Arved erinnerte sich an seine Priesterweihe in diesem Dom und an
seinen Tatendrang, seine Freude und Gotteserfülltheit, als er
mit dem Gesicht nach unten vor dem Altar gelegen und sich seinem Gott
dargeboten hatte. Wehmut überkam ihn, während er das
südliche Seitenschiff entlangging. Er zog die schwere
Glastür auf, die hinaus zum Kreuzgang führte, und
öffnete die Holztür dahinter. Er schritt unter dem hohen
Kreuzrippengewölbe her, bis er die drei Engel im Hof sah. Mit
ihren schlanken Körpern und kleinen, kugeligen Köpfen
wirkten sie wie Figuren aus einem Mensch-ärgere-dich-
nicht-Spiel. Arved setzte sich in eine der gotischen Nischen und
starrte die Skulpturen versonnen an. Die Erinnerungen an seinen Traum
sowie an sein Erlebnis vorhin in der Simeonstraße kamen
zurück. Wurde er langsam wahnsinnig?
    Eine Hand legte sich ihm auf die Schulter. Er fuhr zusammen;
sofort wurde die Hand wieder weggezogen.
    »Entschuldigung.«
    Arved drehte sich langsam um und hatte schon erwartet, eine
Gestalt in einem weiten Umhang und mit Kapuze zu sehen, doch
stattdessen stand hinter ihm ein kleiner, schmächtiger
Geistlicher. Die Haare waren ihm ausgefallen; Reste von Blond, das
ins Grau spielte, hingen ihm wie ein Heiligenschein um den scharf
gezeichneten Kopf.
    Arved atmete auf und erhob sich ruckartig. »Ulrich!«,
rief er freudig. »Schön, dich zu sehen. Seit wann bist du
wieder in Trier?«
    Ulrich Schwarz hatte damals zusammen mit ihm die Priesterweihe
erhalten, und im Priesterseminar waren sie zwar keine dicken Freunde,
aber einander stets hilfsbereite Kollegen gewesen. Sie hatten sich
aus den Augen verloren, als Ulrich nach Italien gegangen war –
sein großer Traum hatte sich erfüllt. Umso erstaunter war
Arved, dass er offenbar wieder hier war.
    »Schon seit einem halben Jahr. Es war eine schöne Zeit
in Rom, aber jetzt werde ich hier gebraucht. Wie geht es dir?«,
fragte Ulrich mit sanfter Stimme und legte den Kopf leicht schief. Er
wusste es.
    »Du hast es gehört?«
    »Wir wissen es alle.« Ulrich war einen Kopf kleiner als
Arved und unglaublich schlank. Er wirkte wie ein Asket, konnte aber
Unmengen von guten Speisen und Getränken vertilgen, was er einer
Schilddrüsenüberfunktion zu verdanken hatte. »Wir
haben für dich gebetet.«
    Es hat wohl nichts genützt, was meine These von der
Nichtexistenz Gottes stützt, hätte er beinahe geantwortet,
doch er wollte nicht so schroff sein. »Vielen Dank«, sagte
er stattdessen nur.
    »Kommst du über die Runden?« Die Frage wirkte ernst
gemeint.
    »Ja. Ich habe eine Erbschaft gemacht«, antwortete Arved
vage. Die ganze Geschichte wollte er nicht vor Ulrich ausbreiten.

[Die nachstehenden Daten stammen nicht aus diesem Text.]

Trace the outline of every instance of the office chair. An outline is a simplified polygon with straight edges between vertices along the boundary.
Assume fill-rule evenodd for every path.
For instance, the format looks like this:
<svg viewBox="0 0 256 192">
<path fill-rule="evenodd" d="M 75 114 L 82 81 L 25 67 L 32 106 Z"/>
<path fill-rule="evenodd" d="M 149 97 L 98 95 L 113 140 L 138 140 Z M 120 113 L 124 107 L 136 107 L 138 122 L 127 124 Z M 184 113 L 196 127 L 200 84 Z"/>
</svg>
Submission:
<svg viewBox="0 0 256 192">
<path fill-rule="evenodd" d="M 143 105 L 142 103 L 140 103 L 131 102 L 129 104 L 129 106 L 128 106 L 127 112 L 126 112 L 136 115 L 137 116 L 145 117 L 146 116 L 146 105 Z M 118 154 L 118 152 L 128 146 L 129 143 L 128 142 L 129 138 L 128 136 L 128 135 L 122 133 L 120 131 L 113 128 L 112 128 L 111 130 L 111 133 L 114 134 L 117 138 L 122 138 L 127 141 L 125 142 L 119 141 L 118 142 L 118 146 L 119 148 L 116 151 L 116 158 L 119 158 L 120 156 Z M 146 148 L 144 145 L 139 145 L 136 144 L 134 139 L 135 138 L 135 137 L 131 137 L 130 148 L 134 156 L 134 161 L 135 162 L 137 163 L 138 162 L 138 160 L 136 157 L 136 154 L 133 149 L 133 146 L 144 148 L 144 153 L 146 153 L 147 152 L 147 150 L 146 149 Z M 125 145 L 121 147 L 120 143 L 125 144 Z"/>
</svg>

    »Ich wünschte, ich könnte dir helfen«, meinte
Ulrich. Sie setzten sich gemeinsam in die Nische des Kreuzgangs und
schauten die Engel an. »Es gibt immer einen Weg
zurück.«
    Arved sagte nichts darauf. Er fühlte sich zerrissen. Ein Teil
von ihm hielt an seinen Überzeugungen fest, die er durch die
Jahre als Priester gewonnen hatte, doch der andere Teil erging sich
in wilden Spekulationen über das Schicksal von Magdalena und
Jürgen Meisen. Bin ich wahnsinnig? Am liebsten hätte er
Ulrich diese Frage gestellt. Er deutete auf die Engel. »Glaubst
du an sie?«
    Ulrich lachte. »Was für eine Frage. Das sind
Bronzeskulpturen.« Er sah Arved beinahe mitleidig von der Seite
an.
    »Nein, ich meine Engel im Allgemeinen.«
    »Natürlich. Sie sind die Boten Gottes.